Executives at Kurtz Brothers in Clearfield have built a strong relationship over time with the Pennsylvania Technical Assistance Program (PennTAP). The school supplies, equipment and furniture distributor recently opened its doors to a group of students who conducted an energy audit of the facility and they discovered two minor leaks in the company’s compressed air system.
Monty Kunes, Kurtz Brothers president and CEO, said one of the leaks would have been difficult to detect without the specialized equipment, and he suspected the machine would have continued to leak air unnoticed if it weren’t for the energy engineering students in EGEE 494A who visited the plant as part of their class.
“It’s a win-win for us,” said Kunes. “It’s a learning experience for the students and Kurtz Brothers receives a full, extensive report of what they discovered. Their analysis will help us improve our systems and become more energy efficient.”
Many of Jonathan Wise’s energy engineering classes focused on the global overview of energy issues. He wanted to complement those research-based courses with a practical, team-based opportunity as part of his required energy research project. So he enrolled in EGEE 494A and found himself wielding a specialized leak detection gun for PennTAP.
"It's a class that attempts to incorporate concepts learned over the years, utilizing that information for problem-solving, and I definitely feel this PennTAP project has done that,” Wise said. “A lot of what we have learned in the classroom has manifested into real world experience.”
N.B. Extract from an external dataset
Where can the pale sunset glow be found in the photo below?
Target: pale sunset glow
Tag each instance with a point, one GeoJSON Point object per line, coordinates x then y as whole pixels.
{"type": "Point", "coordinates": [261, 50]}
The students used high-tech tools to detect leaks that might be wasting energy in the manufacturer’s compressed air system. It’s a free service for Kurtz Brothers and other Pennsylvania companies – facilitated by PennTAP – and designed to be mutually beneficial to the manufacturer and the student.
It’s just one example of how PennTAP helps Pennsylvania companies every day. According to its annual report, PennTAP provided 273 cases of technical assistance to clients across the commonwealth in 2013. Clients have reported more than $7.7 million in economic impact and 72 jobs created or retained. And many Penn State students are now involved with projects across the state.
“This is a chance to get students into real world applications, where they apply the principles they learn in class and put their theories into practice,” said Denise Bechdel, energy, environment and worker health team lead for PennTAP. “This will prepare students to be tomorrow’s sustainability leaders.”
Sarma Pisupati, associate professor of energy and mineral engineering, is the faculty mentor for EGEE 494A. He said many budding engineers have not seen fully operational manufacturing facilities in person. He said PennTAP provides an opportunity for them to work directly with the professionals who run those plants for a learning experience beyond the classroom.
"Although the students know the theories to some extent, it's always good to have guidance from a PennTAP expert," said Pisupati. “This really works out well in both training engineers and helping industry solve its problems."